Now, in mathematics the slope of tangent $\left( \dfrac{dy}{dx} \right)$ of a curve at a point is the value of the derivative of the curve at that point. So differentiating the given function both the sides with respect to x we get,
$\begin{align}
  & \Rightarrow \dfrac{dy}{dx}=\dfrac{d\left( {{x}^{3}}-3{{x}^{2}}-9x+5 \right)}{dx} \\
 & \Rightarrow \dfrac{dy}{dx}=\dfrac{d\left( {{x}^{3}} \right)}{dx}-\dfrac{d\left( 3{{x}^{2}} \right)}{dx}-\dfrac{d\left( 9x \right)}{dx}+\dfrac{d\left( 5 \right)}{dx} \\
\end{align}$
We know that the derivative of a constant is 0. When a constant is multiplied with a variable then the constant term can be taken out of the derivative.
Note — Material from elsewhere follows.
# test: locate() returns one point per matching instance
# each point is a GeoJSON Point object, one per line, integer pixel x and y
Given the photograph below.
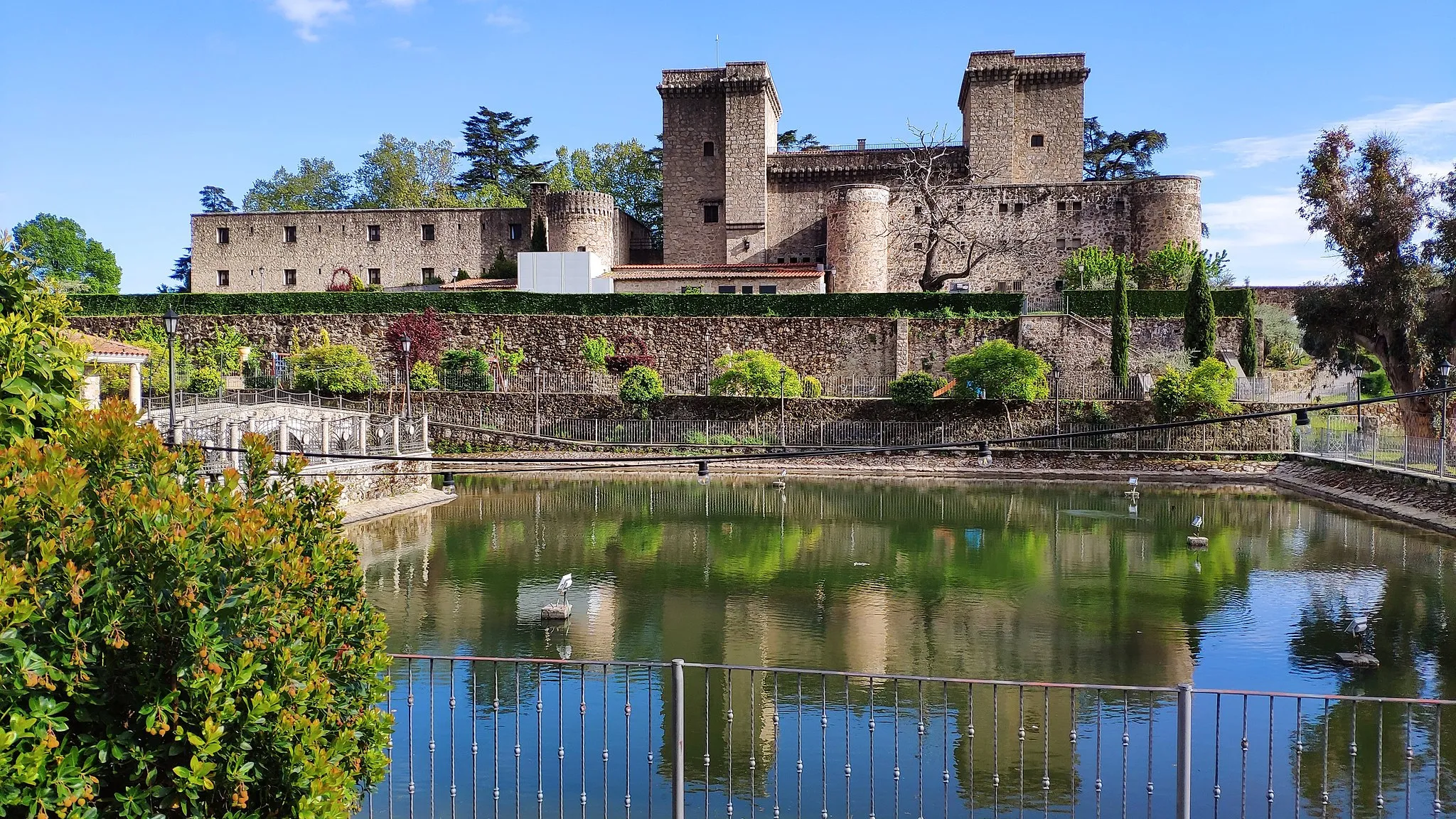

Also, using the formula $\dfrac{d\left( {{x}^{n}} \right)}{dx}=n{{x}^{n-1}}$ we get,
$\begin{align}
  & \Rightarrow \dfrac{dy}{dx}=3{{x}^{2}}-6x-9+0 \\
 & \Rightarrow \dfrac{dy}{dx}=3{{x}^{2}}-6x-9 \\
\end{align}$
Now, any line parallel to the x – axis has a slope equal to 0, so equating $\dfrac{dy}{dx}=0$ we get,
$\begin{align}
  & \Rightarrow 3{{x}^{2}}-6x-9=0 \\
 & \Rightarrow {{x}^{2}}-2x-3=0 \\
\end{align}$
Applying the middle term split method to factor the terms of the above quadratic equation we get,
$\begin{align}
  & \Rightarrow {{x}^{2}}-3x+x-3=0 \\
 & \Rightarrow \left( x+1 \right)\left( x-3 \right)=0 \\
\end{align}$
Substituting each term equal to 0 we get,
$\Rightarrow \left( x+1 \right)=0$ or $\left( x-3 \right)=0$
$\Rightarrow x=-1$ or $x=3$
Hence, option (d) is the correct answer.

Note: : Always remember that the slope of a line parallel to the x – axis is equal to 0 and that of a line parallel to the y – axis is infinite. If two lines are perpendicular to each other then the product of their slopes is equal to -1. Remember the formulas of derivatives of functions like: - trigonometric, inverse trigonometric, logarithmic, exponential functions etc.